On the role of ideology and power in the reproduction of a ‘racist’ discourse from a discourse theoretical point of
view, see further (van Dijk, 1999).

5
On the role of various aspects of social cognition in inter-groups relations see, for example, (Fiske and Taylor, 1984) and
for its specific role in discourse process and communication (van Dijk, 1994).
6

A nearest example of such technologically based innovation in signification of ethnicity is an interactive computer game
introduced by the web-site of the Danish public service channel Danmarks Radio, called Mujaffa Play.
It was originally launched under the trademark, Perker Play, but after strong protests from anti-racists groups was re-
dubbed to Mujaffa – invoking association to an imaginary ‘Arab’ name.

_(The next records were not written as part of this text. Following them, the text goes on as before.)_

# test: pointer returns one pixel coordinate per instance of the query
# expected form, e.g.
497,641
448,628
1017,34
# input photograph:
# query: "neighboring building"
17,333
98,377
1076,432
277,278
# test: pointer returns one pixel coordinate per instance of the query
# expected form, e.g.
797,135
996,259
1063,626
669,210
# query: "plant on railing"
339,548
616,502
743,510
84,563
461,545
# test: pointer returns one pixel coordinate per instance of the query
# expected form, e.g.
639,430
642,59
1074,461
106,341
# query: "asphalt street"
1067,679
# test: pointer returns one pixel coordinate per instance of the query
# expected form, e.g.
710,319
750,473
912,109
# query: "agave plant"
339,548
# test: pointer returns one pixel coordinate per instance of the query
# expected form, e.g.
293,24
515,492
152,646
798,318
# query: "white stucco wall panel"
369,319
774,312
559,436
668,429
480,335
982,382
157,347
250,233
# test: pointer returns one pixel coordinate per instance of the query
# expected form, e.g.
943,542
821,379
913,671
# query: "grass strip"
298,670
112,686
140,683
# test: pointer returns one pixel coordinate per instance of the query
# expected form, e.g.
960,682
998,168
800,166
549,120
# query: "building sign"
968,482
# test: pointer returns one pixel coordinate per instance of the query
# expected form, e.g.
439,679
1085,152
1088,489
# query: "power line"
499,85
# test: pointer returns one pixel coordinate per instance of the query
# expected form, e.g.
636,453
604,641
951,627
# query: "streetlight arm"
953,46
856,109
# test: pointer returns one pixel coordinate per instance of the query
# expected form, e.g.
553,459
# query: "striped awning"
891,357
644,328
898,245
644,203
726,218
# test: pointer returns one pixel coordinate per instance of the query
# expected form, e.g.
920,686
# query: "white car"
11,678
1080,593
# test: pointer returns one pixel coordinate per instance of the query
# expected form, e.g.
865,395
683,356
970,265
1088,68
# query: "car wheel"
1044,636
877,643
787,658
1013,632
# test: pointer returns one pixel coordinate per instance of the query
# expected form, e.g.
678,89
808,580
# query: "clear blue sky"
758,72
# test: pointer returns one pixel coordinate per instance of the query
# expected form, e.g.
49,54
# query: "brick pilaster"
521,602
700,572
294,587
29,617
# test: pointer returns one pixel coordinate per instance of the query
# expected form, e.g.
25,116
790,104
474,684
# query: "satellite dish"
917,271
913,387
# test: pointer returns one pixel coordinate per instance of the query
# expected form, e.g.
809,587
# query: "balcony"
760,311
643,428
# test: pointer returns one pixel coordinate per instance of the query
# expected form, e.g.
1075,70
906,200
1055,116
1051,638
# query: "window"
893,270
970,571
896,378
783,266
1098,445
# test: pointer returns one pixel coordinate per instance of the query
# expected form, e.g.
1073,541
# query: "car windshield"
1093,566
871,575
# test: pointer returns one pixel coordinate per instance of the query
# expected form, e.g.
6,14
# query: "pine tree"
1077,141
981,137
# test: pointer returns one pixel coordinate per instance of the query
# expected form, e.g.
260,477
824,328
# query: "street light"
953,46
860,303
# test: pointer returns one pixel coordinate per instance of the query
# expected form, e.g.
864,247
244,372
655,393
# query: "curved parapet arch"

Perker is a slang expression from hate-speech, an
equivalent of ‘nigger’, that is used mainly to designate the Muslim immigrants in Denmark. The main character of the play
is depicted as a dark-skinned minority youth, wearing golden chain, driving BMW and chasing blond women.
This characterization of the ‘foreigners’ is quite prevalent in the popular stereotypes: “ they always drive in big cars and live
on our social welfare money”; ‘they chase our women’ and so on. On the media ‘s wider role in dissemination of such
stereotypes and hostile depictions, see also a rare criticism by the media professionals themselves in a chronicle published in
daily Politiken (7.02.2002), “ Media against the Foreigners” by journalist, Erik Valuer.